Quando nos anos 1970, até filmes como O Exorcista e Laranja Mecânica sofriam nas mãos dos censores (este último curiosamente também estrelado por Malcolm McDowell), imaginem então o que aconteceria com um filme chamado Calígula, inspirado no imperador romano, mais famoso por sua extravagância e crueldade do que, digamos, bons atos.
Mesmo assim, Calígula até chegou a ser popular no começo do seu reinado. Contudo, foi se tornando infame por conta de abusos de poder, comportamento errático e práticas consideradas imorais. Até mesmo para o padrão romano.
Até aí, o cinema mundial já havia se dedicado a contar a história de outros romanos célebres, como Julio César e Marco Antonio, poupando o espectador de bacanais e banhos públicos. Até mesmo a fala aparentemente inocente de Crasso (Laurence Olivier), em Spartacus (1960), fez muita gente arregalar os olhos na época: “Você considera que comer ostras é moral e comer caracóis é imoral?”. Não, ele não estava em um restaurante…

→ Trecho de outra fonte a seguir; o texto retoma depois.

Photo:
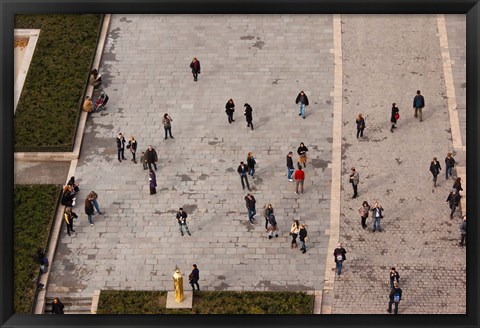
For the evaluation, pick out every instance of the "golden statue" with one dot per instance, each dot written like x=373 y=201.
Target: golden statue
x=178 y=286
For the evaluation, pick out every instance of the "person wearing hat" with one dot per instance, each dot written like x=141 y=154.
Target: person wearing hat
x=339 y=256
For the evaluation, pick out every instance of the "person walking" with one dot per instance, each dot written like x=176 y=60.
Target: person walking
x=273 y=226
x=360 y=125
x=152 y=182
x=294 y=231
x=395 y=298
x=251 y=164
x=132 y=145
x=248 y=116
x=377 y=215
x=364 y=210
x=266 y=213
x=229 y=109
x=89 y=210
x=463 y=231
x=435 y=169
x=302 y=234
x=152 y=157
x=457 y=185
x=290 y=168
x=453 y=200
x=69 y=216
x=418 y=104
x=120 y=147
x=302 y=152
x=339 y=255
x=250 y=203
x=354 y=180
x=299 y=176
x=243 y=171
x=302 y=99
x=394 y=277
x=57 y=306
x=167 y=125
x=93 y=197
x=449 y=165
x=195 y=66
x=182 y=221
x=194 y=277
x=394 y=117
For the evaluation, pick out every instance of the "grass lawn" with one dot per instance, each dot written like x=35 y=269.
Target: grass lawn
x=153 y=302
x=34 y=213
x=49 y=108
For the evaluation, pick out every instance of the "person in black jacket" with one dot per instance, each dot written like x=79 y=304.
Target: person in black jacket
x=302 y=234
x=195 y=66
x=395 y=298
x=243 y=171
x=248 y=116
x=290 y=168
x=339 y=254
x=394 y=277
x=152 y=157
x=453 y=200
x=194 y=277
x=394 y=117
x=89 y=210
x=120 y=147
x=418 y=104
x=435 y=169
x=303 y=100
x=229 y=109
x=57 y=306
x=182 y=221
x=250 y=202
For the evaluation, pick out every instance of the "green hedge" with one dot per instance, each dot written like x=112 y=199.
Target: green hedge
x=34 y=213
x=49 y=108
x=153 y=302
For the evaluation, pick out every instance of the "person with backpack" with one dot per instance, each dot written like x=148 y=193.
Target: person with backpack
x=339 y=255
x=273 y=226
x=360 y=125
x=418 y=104
x=250 y=203
x=394 y=277
x=395 y=298
x=435 y=169
x=449 y=164
x=229 y=109
x=453 y=201
x=57 y=306
x=182 y=221
x=303 y=100
x=195 y=66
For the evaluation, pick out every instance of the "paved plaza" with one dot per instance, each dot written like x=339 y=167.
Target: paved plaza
x=265 y=60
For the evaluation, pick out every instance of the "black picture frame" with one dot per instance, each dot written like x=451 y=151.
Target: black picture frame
x=10 y=8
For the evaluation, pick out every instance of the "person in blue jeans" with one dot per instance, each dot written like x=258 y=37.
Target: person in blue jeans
x=303 y=101
x=377 y=216
x=290 y=167
x=339 y=256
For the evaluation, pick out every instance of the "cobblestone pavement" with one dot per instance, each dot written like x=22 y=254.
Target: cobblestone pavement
x=382 y=66
x=262 y=60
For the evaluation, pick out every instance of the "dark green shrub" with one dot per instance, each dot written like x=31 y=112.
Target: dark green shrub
x=34 y=212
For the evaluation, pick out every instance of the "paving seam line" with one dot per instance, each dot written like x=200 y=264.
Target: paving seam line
x=452 y=104
x=334 y=230
x=75 y=154
x=52 y=246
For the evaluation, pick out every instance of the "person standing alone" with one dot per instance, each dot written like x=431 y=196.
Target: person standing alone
x=303 y=101
x=418 y=104
x=195 y=66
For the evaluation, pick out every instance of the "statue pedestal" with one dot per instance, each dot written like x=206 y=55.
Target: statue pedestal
x=186 y=304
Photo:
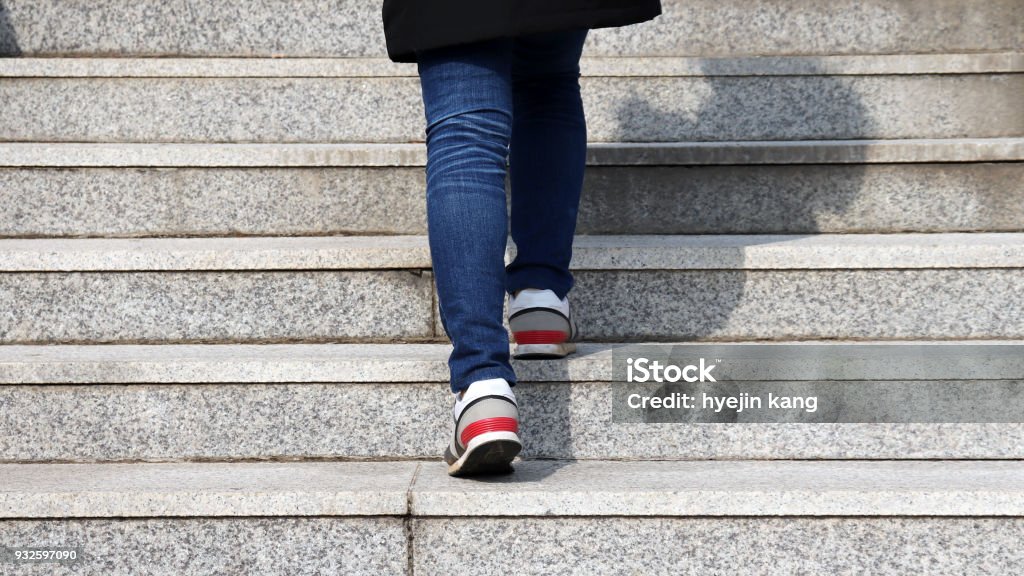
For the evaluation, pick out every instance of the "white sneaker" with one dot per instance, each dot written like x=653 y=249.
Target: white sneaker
x=486 y=429
x=542 y=325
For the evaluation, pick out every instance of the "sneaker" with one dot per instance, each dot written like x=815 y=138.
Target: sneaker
x=542 y=325
x=486 y=429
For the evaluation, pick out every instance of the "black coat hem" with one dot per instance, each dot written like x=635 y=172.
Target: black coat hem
x=407 y=32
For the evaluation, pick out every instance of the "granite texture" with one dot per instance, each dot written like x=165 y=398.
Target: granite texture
x=815 y=198
x=381 y=110
x=200 y=546
x=223 y=421
x=214 y=306
x=752 y=488
x=590 y=67
x=352 y=28
x=790 y=546
x=807 y=199
x=692 y=252
x=211 y=202
x=732 y=303
x=284 y=155
x=560 y=419
x=388 y=363
x=794 y=304
x=209 y=489
x=260 y=253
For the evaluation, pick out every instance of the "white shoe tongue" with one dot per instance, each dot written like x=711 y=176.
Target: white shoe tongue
x=491 y=386
x=532 y=297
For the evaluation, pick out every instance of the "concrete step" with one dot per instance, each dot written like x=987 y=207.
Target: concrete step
x=380 y=289
x=729 y=188
x=352 y=28
x=118 y=403
x=336 y=100
x=561 y=517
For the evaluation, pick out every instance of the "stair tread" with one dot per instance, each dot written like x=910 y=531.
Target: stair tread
x=620 y=66
x=541 y=488
x=414 y=154
x=395 y=363
x=832 y=251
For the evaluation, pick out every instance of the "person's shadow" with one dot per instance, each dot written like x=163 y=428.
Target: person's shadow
x=8 y=38
x=563 y=421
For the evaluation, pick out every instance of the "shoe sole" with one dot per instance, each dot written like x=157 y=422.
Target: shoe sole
x=493 y=454
x=541 y=352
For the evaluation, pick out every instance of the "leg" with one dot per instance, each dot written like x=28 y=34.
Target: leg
x=468 y=105
x=547 y=159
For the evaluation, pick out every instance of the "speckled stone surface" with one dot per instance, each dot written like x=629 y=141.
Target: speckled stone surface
x=214 y=305
x=803 y=199
x=209 y=489
x=200 y=546
x=803 y=108
x=721 y=546
x=793 y=304
x=216 y=201
x=590 y=66
x=387 y=363
x=283 y=155
x=351 y=28
x=733 y=303
x=317 y=110
x=644 y=252
x=413 y=420
x=167 y=422
x=747 y=488
x=257 y=253
x=948 y=197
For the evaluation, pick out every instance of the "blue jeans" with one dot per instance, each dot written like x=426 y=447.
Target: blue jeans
x=509 y=103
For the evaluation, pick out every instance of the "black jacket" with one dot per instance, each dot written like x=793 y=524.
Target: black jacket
x=418 y=25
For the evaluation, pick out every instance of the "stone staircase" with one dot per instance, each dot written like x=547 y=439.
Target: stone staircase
x=219 y=343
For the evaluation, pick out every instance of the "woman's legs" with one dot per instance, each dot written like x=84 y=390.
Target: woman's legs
x=547 y=159
x=478 y=99
x=467 y=98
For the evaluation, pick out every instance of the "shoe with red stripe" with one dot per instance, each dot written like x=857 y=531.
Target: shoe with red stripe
x=486 y=429
x=542 y=325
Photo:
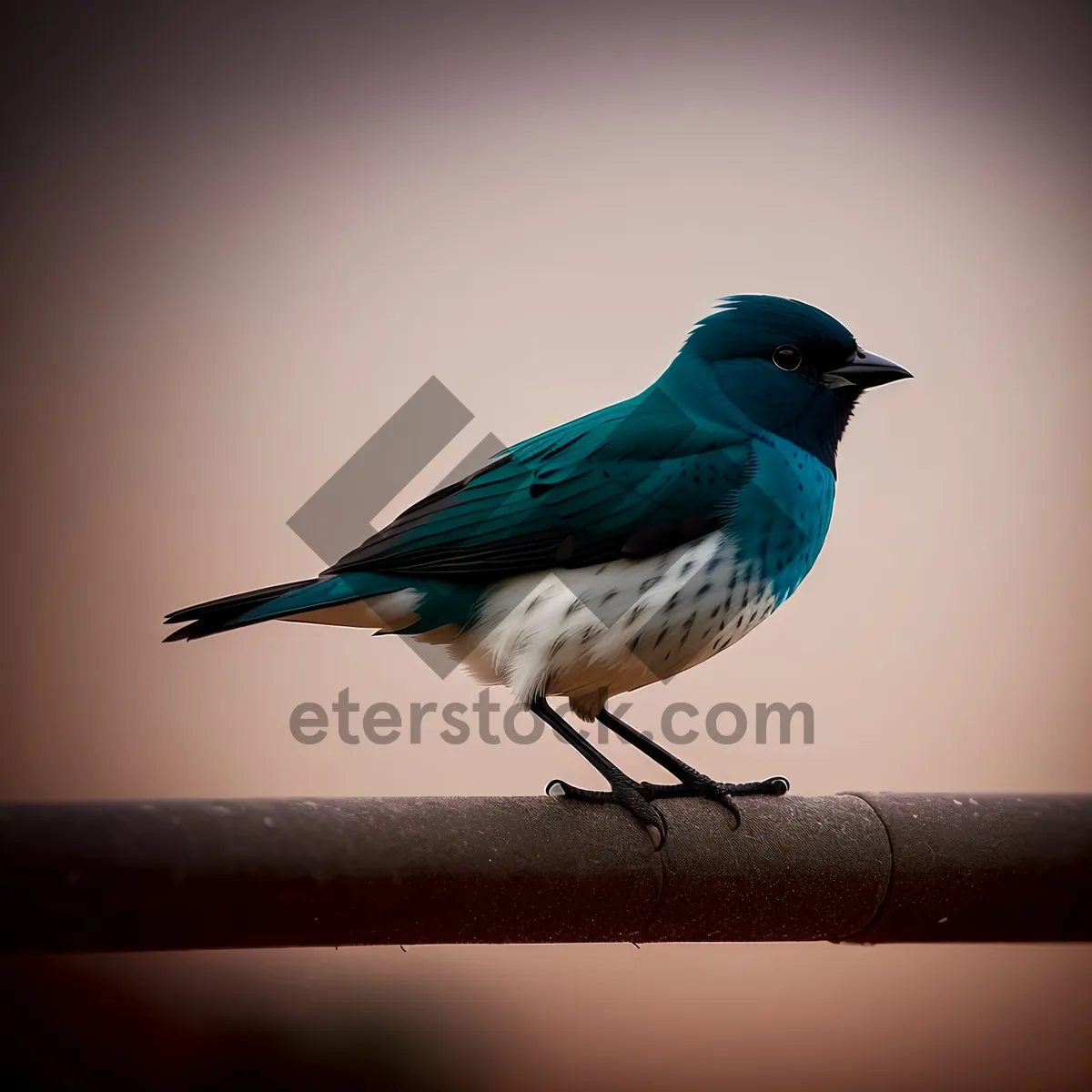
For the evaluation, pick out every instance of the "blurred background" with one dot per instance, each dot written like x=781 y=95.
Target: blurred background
x=238 y=238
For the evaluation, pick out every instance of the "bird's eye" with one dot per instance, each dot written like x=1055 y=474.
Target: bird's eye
x=787 y=358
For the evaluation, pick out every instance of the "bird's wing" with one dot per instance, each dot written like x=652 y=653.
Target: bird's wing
x=631 y=480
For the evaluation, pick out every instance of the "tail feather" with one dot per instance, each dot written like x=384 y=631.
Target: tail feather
x=279 y=601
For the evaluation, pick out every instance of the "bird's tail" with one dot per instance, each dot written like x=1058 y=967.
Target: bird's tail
x=322 y=600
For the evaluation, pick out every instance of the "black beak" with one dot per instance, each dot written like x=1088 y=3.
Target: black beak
x=865 y=369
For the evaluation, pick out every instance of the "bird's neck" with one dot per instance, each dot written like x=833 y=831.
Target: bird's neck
x=752 y=397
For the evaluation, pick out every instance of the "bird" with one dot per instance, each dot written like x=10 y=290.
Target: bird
x=621 y=549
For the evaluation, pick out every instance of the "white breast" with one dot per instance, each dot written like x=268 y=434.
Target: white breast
x=592 y=632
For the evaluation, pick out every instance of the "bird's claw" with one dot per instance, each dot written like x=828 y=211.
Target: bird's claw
x=633 y=796
x=637 y=797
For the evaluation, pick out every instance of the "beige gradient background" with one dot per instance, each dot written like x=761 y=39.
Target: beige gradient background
x=238 y=244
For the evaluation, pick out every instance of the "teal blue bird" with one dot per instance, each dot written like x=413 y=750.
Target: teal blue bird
x=620 y=549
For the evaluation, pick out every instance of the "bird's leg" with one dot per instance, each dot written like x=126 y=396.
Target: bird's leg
x=623 y=790
x=693 y=784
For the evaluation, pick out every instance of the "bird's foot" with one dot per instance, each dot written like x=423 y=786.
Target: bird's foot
x=722 y=792
x=632 y=795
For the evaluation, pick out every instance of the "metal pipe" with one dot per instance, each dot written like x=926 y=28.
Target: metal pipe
x=246 y=874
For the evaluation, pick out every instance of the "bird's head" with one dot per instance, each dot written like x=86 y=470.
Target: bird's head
x=786 y=366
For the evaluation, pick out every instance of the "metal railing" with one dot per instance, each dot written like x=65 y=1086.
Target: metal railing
x=244 y=874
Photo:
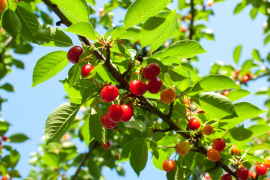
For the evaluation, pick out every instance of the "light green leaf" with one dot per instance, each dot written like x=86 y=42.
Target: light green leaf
x=48 y=66
x=138 y=157
x=243 y=111
x=52 y=36
x=167 y=33
x=83 y=29
x=183 y=49
x=237 y=94
x=11 y=23
x=214 y=104
x=30 y=24
x=60 y=120
x=141 y=10
x=17 y=138
x=237 y=53
x=118 y=32
x=213 y=83
x=75 y=10
x=133 y=33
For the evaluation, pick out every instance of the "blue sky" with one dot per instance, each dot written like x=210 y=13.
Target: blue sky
x=28 y=108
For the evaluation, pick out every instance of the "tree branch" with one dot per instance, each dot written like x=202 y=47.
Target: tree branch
x=113 y=71
x=84 y=159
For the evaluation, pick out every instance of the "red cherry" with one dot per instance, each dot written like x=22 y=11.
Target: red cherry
x=168 y=165
x=4 y=138
x=243 y=173
x=106 y=122
x=106 y=146
x=3 y=4
x=127 y=113
x=137 y=87
x=74 y=54
x=225 y=92
x=226 y=177
x=154 y=85
x=151 y=71
x=194 y=123
x=109 y=93
x=115 y=113
x=219 y=144
x=213 y=155
x=86 y=69
x=261 y=169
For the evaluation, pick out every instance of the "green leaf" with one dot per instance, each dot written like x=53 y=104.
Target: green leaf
x=127 y=149
x=52 y=36
x=83 y=29
x=172 y=24
x=86 y=132
x=237 y=94
x=243 y=111
x=183 y=49
x=48 y=66
x=8 y=87
x=141 y=10
x=154 y=27
x=259 y=129
x=138 y=157
x=182 y=173
x=51 y=159
x=74 y=74
x=30 y=24
x=96 y=129
x=60 y=120
x=133 y=33
x=213 y=83
x=237 y=53
x=75 y=10
x=239 y=8
x=118 y=32
x=239 y=134
x=256 y=55
x=214 y=104
x=11 y=23
x=17 y=138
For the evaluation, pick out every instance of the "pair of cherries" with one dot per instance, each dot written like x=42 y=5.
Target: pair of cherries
x=151 y=72
x=116 y=112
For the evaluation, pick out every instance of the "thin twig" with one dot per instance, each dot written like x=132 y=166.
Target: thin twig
x=84 y=159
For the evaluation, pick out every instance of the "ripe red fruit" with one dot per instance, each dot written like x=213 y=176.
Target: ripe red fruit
x=168 y=165
x=225 y=92
x=151 y=71
x=226 y=177
x=243 y=173
x=183 y=147
x=86 y=69
x=127 y=113
x=154 y=85
x=267 y=161
x=3 y=4
x=219 y=144
x=109 y=93
x=115 y=113
x=137 y=87
x=167 y=96
x=261 y=169
x=213 y=155
x=106 y=122
x=106 y=146
x=4 y=138
x=74 y=54
x=208 y=130
x=194 y=123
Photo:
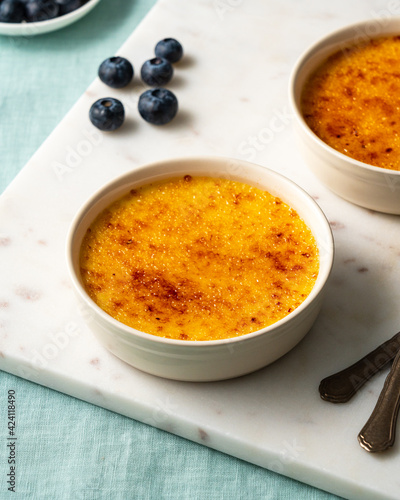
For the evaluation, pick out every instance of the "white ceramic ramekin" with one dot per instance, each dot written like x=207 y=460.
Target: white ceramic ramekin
x=371 y=187
x=42 y=27
x=204 y=360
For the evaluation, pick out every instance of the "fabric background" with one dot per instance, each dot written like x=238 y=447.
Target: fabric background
x=68 y=449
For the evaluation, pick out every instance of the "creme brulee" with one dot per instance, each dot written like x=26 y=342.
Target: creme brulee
x=199 y=258
x=352 y=102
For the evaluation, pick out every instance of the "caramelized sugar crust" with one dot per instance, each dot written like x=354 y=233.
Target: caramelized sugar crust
x=352 y=102
x=199 y=258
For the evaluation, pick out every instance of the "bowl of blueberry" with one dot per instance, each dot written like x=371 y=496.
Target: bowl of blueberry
x=36 y=17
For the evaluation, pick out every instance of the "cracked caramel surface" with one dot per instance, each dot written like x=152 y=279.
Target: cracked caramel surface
x=352 y=102
x=198 y=258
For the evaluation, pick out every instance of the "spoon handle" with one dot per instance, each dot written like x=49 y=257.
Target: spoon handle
x=379 y=432
x=341 y=387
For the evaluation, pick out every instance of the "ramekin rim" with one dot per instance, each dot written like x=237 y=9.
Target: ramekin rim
x=315 y=292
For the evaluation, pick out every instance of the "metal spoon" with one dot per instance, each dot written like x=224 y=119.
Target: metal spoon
x=379 y=433
x=341 y=387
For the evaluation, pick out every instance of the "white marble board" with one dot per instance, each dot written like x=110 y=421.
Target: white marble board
x=232 y=89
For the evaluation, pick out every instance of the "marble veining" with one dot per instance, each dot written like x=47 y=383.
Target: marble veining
x=232 y=89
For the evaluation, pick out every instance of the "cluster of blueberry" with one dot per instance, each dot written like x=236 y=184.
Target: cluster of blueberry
x=157 y=105
x=32 y=11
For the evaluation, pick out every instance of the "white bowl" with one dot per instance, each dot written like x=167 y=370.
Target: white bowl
x=203 y=360
x=366 y=185
x=39 y=28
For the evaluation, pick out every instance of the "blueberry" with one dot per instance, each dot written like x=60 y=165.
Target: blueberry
x=67 y=6
x=156 y=72
x=11 y=11
x=107 y=114
x=158 y=106
x=170 y=49
x=116 y=72
x=41 y=10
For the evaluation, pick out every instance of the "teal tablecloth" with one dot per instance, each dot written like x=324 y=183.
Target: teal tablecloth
x=68 y=449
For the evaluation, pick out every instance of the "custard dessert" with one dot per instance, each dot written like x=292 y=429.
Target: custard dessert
x=352 y=102
x=198 y=258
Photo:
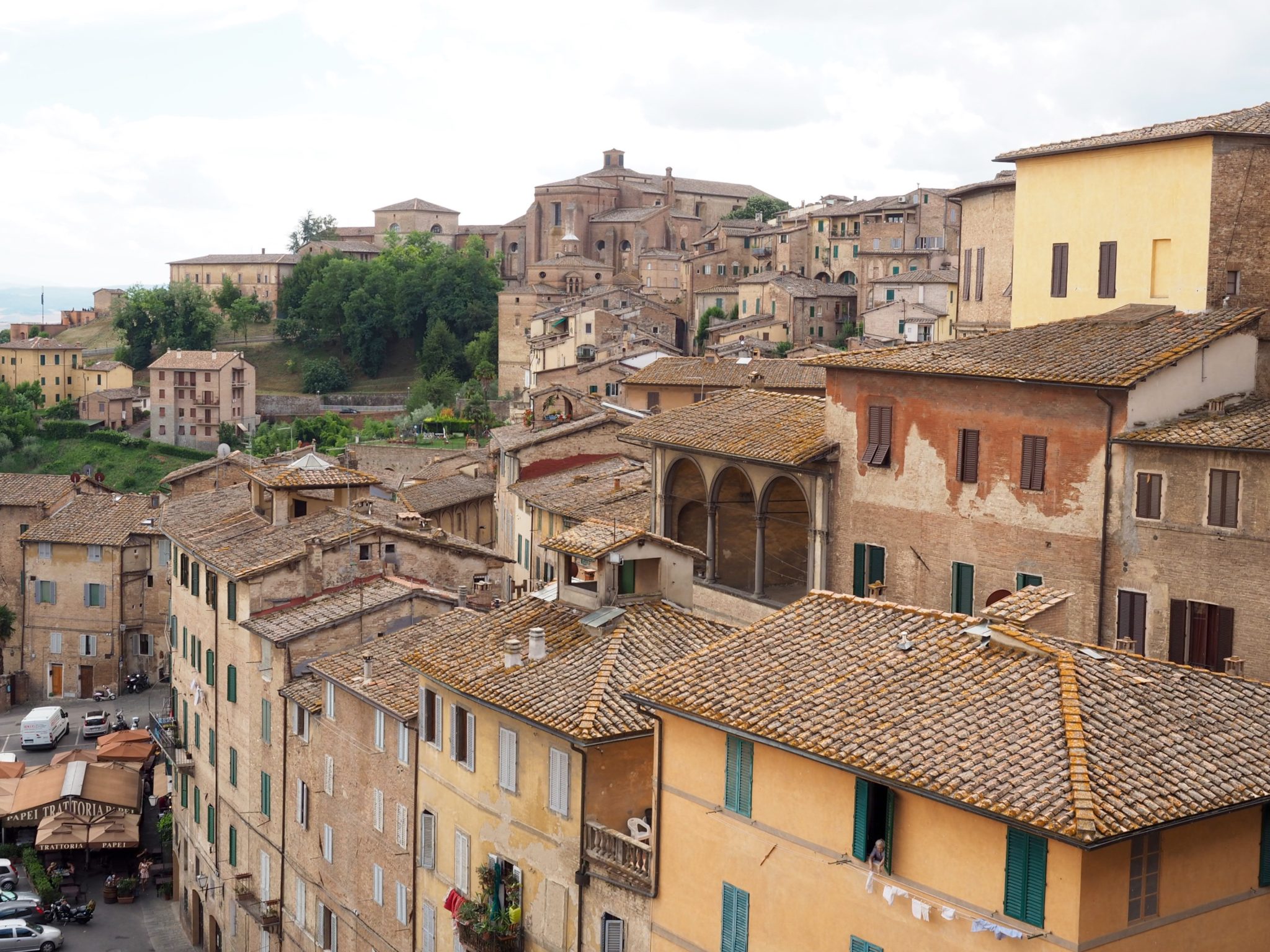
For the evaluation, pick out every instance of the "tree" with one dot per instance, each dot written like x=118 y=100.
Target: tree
x=226 y=295
x=763 y=206
x=313 y=227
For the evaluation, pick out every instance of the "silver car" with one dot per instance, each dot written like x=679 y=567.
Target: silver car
x=18 y=936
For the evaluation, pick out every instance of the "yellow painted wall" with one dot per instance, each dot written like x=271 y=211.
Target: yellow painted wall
x=1133 y=196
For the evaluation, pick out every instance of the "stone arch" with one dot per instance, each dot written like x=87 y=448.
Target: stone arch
x=785 y=519
x=733 y=496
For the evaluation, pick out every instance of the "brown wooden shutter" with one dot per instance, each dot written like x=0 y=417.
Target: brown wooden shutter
x=1178 y=631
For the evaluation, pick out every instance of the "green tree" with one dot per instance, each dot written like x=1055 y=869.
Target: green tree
x=313 y=227
x=226 y=295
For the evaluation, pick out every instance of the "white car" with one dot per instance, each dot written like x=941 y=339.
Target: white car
x=95 y=724
x=20 y=936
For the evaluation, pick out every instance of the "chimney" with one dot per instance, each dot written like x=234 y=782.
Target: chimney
x=512 y=653
x=538 y=644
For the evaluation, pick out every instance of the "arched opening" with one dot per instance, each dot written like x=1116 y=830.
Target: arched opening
x=685 y=517
x=784 y=521
x=734 y=530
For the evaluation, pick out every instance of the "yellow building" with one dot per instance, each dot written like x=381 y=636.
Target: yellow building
x=533 y=763
x=45 y=361
x=1156 y=214
x=1014 y=785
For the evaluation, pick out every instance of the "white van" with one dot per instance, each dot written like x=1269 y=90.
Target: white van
x=43 y=728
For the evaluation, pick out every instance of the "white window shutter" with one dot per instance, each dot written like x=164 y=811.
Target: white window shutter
x=471 y=743
x=427 y=840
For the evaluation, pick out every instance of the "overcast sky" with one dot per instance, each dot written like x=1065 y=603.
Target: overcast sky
x=135 y=133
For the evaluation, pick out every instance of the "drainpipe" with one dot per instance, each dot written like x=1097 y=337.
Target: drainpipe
x=1106 y=507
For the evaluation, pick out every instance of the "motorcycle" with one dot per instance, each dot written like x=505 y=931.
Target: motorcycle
x=64 y=912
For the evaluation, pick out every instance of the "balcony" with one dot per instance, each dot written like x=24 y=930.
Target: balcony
x=629 y=858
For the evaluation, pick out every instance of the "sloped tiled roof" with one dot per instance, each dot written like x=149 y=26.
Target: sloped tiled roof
x=726 y=372
x=752 y=425
x=1253 y=121
x=98 y=519
x=1116 y=350
x=1029 y=729
x=577 y=689
x=448 y=490
x=1246 y=426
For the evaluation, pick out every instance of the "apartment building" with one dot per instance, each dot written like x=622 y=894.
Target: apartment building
x=1168 y=214
x=195 y=391
x=95 y=603
x=262 y=586
x=536 y=775
x=866 y=758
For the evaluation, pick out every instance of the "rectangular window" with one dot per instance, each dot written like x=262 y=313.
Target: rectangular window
x=738 y=775
x=507 y=759
x=1106 y=270
x=1025 y=876
x=1148 y=495
x=868 y=570
x=1223 y=498
x=558 y=782
x=1145 y=878
x=1033 y=470
x=968 y=456
x=878 y=450
x=735 y=919
x=963 y=588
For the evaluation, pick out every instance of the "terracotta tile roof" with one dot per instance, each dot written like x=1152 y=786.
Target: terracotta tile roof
x=393 y=684
x=98 y=519
x=32 y=489
x=448 y=490
x=305 y=691
x=1254 y=121
x=596 y=537
x=1245 y=426
x=195 y=359
x=577 y=690
x=323 y=611
x=415 y=205
x=587 y=490
x=1029 y=729
x=726 y=372
x=1116 y=350
x=1023 y=606
x=752 y=425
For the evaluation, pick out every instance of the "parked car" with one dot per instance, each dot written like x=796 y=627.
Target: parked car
x=97 y=723
x=43 y=728
x=19 y=936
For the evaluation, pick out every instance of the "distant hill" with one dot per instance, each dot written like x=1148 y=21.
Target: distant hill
x=22 y=304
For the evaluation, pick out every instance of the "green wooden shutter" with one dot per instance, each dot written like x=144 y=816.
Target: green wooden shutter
x=860 y=827
x=1264 y=874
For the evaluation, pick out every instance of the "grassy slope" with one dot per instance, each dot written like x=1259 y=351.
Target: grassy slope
x=127 y=469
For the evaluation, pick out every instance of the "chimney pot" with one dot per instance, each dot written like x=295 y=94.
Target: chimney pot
x=538 y=644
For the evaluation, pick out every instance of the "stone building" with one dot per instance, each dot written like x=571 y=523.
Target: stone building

Mas falar de extravagância e práticas imorais na Roma de 37 d.C. causou furor na mente de Bob Guccione, popularizado nos anos 1970 pela publicação da revista Penthouse, uma concorrente mais explícita da também americana Playboy. Até aqui não há muita novidade para quem viveu Calígula em 1979, porque (como é explicado no começo do Corte Final do filme) o produto final ficou bem longe do que o primeiro roteirista do filme, Gore Vidal, imaginou.
Porque, ao excercer o seu poder como produtor (e também roteirista não creditado), Guccione tendeu apenas para a extravagância e práticas morais de Calígula, deixando de lado qualquer outro traço de sua personalidade ou do seu reinado. Uma coisa chama a outra e, apesar de todos os problemas que a produção do filme teve, Calígula venceu pela polêmica e pelo fato de ser “proibido”, faturando uma boa grana mundialmente.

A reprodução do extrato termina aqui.